Hi,
I'm trying to use resteasy client (via @RegisterRestClient in Quarkus) to interface a
docker (or podman) REST service. It works as a charm for normal REST calls. But there is a
call that streams container logs in a specially encoded application/octet-stream. This
call has two modes of operation. Either it eventually ends (parameter follow=false) or it
may be infinite (parameter follow=true). I modelled the client interface as following:
@Path("/v1.41/libpod")
@ApplicationScoped
@RegisterRestClient(configKey = "btrdkr.podman-service")
public interface LibpodClient {
@GET
@Path("/containers/{name}/logs")
@Produces(MediaType.APPLICATION_OCTET_STREAM)
Response getLogs(
@PathParam("name") String name,
@QueryParam("follow") boolean follow,
@QueryParam("since") Instant since,
@QueryParam("stderr") boolean stderr,
@QueryParam("stdout") boolean stdout,
@QueryParam("tail") int tail,
@QueryParam("timestamps") boolean timestamps
);
I use the returned Response object to obtain an InputStream from:
var in = response.readEntity(InputStream.class);
This works nicely for finite streams.
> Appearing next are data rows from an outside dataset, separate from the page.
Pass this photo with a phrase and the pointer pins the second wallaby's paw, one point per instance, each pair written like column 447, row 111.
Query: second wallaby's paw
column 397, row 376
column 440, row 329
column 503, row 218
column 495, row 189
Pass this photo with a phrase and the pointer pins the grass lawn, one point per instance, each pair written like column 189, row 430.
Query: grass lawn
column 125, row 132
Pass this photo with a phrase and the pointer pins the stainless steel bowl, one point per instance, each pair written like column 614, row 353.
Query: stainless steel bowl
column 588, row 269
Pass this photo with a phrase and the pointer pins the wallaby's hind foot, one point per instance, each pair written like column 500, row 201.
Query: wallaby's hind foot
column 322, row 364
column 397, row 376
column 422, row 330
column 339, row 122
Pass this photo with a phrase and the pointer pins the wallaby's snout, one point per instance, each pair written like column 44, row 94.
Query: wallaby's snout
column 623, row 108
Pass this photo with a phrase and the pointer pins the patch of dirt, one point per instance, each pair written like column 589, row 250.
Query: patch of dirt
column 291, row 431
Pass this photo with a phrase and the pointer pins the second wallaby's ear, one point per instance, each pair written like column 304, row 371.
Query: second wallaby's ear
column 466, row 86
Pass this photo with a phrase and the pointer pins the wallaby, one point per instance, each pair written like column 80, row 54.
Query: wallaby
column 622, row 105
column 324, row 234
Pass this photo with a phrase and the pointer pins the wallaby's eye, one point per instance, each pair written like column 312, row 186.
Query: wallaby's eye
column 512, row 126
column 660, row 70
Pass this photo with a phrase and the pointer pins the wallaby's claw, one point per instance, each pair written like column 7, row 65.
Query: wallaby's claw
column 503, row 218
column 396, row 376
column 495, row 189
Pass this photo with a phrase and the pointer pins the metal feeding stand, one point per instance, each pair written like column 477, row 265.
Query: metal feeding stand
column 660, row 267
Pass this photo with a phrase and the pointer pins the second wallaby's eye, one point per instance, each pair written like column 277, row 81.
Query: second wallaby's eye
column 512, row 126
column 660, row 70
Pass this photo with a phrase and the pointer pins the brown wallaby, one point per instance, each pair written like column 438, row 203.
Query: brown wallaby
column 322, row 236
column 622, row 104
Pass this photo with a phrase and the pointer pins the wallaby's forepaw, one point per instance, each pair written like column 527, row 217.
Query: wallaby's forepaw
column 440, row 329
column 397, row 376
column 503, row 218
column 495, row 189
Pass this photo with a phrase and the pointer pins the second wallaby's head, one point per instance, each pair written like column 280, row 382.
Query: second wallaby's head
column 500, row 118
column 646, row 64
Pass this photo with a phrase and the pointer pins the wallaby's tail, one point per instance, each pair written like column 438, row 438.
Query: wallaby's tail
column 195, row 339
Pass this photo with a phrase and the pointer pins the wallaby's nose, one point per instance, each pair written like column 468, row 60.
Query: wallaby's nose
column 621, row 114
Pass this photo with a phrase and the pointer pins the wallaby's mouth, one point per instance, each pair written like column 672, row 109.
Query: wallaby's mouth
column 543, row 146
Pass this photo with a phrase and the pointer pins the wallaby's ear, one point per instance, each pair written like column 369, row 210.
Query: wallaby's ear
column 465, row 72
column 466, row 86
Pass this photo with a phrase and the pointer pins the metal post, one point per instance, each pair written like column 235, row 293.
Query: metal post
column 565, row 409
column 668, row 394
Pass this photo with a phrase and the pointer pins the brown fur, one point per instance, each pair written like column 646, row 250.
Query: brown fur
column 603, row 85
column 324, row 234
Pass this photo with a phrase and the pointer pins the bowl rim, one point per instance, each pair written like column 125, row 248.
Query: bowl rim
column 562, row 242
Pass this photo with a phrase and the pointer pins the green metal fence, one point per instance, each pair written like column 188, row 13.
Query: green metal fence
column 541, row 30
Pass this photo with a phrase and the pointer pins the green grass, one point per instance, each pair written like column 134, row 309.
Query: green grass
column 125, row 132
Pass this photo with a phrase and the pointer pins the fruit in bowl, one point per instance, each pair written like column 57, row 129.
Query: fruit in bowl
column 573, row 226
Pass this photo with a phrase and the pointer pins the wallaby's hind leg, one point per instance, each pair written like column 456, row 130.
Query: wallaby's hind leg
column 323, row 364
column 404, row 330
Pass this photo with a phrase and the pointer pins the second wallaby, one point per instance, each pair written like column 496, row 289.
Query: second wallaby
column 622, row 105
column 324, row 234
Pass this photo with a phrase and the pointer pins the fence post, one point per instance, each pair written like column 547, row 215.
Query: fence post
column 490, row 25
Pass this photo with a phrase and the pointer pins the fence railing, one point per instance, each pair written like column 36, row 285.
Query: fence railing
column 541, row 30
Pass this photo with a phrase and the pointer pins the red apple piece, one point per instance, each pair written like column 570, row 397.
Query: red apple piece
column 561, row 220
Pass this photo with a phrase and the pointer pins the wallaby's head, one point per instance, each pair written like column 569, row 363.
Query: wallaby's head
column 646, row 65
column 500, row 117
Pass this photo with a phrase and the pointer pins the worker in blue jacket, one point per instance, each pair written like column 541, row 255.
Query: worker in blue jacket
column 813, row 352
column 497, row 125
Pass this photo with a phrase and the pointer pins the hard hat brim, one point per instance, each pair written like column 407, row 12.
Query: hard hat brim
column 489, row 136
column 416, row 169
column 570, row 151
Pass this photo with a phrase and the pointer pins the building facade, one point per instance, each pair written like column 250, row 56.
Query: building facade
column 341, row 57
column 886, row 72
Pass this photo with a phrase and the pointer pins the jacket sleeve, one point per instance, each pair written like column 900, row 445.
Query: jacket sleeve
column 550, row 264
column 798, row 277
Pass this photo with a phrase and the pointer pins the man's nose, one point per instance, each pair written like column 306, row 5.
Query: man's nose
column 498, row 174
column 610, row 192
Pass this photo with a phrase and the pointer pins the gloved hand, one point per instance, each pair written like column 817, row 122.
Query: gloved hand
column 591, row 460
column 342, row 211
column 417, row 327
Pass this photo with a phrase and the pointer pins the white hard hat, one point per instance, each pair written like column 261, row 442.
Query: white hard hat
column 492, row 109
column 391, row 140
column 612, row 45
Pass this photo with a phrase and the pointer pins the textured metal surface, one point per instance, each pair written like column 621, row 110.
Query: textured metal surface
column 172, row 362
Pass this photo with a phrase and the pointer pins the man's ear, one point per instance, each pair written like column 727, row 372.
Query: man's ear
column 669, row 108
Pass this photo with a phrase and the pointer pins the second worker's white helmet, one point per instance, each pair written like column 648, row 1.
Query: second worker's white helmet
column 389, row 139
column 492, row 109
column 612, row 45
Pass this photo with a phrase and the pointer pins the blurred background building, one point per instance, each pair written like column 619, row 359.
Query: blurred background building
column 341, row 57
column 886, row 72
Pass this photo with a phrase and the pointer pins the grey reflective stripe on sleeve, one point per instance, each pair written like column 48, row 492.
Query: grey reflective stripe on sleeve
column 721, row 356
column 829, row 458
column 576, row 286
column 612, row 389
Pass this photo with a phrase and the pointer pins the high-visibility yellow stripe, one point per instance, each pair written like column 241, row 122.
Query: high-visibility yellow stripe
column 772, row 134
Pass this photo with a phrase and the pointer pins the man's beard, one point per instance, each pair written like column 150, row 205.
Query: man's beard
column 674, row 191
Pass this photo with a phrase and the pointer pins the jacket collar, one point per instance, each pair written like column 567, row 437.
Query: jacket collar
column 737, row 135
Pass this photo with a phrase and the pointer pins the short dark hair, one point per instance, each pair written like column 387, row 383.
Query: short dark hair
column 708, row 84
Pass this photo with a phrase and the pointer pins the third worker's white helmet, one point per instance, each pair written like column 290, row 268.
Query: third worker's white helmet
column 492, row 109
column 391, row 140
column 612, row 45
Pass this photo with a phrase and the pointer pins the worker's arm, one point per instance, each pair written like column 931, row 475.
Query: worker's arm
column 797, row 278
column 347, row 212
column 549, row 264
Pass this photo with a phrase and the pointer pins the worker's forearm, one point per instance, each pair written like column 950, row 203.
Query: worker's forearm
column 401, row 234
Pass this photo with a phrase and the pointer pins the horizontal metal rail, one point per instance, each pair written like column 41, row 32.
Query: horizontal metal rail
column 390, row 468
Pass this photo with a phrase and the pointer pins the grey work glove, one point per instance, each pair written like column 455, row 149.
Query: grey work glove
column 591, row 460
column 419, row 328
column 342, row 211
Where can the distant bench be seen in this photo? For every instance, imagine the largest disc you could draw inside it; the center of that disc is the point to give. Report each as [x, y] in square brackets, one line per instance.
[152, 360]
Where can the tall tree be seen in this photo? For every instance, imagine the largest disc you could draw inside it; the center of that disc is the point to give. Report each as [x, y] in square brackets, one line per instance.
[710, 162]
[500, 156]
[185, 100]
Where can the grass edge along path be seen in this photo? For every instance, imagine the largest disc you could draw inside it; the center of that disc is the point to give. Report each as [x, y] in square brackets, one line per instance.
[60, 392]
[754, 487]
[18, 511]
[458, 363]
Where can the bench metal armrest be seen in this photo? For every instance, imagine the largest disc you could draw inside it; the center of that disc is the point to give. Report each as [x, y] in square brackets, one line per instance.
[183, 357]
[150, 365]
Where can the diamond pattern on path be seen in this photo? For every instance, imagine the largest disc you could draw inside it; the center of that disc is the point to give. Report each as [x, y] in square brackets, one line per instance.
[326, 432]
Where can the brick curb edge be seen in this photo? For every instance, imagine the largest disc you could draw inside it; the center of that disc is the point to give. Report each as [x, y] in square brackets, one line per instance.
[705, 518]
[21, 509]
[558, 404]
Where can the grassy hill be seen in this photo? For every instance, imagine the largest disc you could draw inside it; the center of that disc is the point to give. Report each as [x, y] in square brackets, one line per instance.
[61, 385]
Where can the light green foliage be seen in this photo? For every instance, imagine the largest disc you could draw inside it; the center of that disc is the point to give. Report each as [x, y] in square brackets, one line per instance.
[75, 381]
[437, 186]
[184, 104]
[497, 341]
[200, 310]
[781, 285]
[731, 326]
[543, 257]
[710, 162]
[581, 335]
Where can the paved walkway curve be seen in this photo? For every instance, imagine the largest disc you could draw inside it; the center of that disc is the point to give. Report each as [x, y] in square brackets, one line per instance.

But if I request an infinite stream (follow=true),
the returned InputStream, well, never ends. That was the intent, but the user watching
such stream eventually decides to terminate it. If I try to close such stream (or the
Response), the .close() call blocks forever as it probably tries to consume the stream to
the end to prepare HTTP connection to be reused for next request. But in such case (in
case of docker/podman service) such connection never going to be reused. So I found a hack
that actually works. In case I want to terminate the response on an infinite stream, I
cast the Response object to org.jboss.resteasy.specimpl.AbstractBuiltResponse and call
.releaseConnection(consumeInputStream: false) on it:
((AbstractBuiltResponse) response).releaseConnection(false);
This closes the client part of connection and docker/podman promptly closes its side too.
So my question is whether this is the only way to achieve such behavior in resteasy client
or is there another, more official way to do it?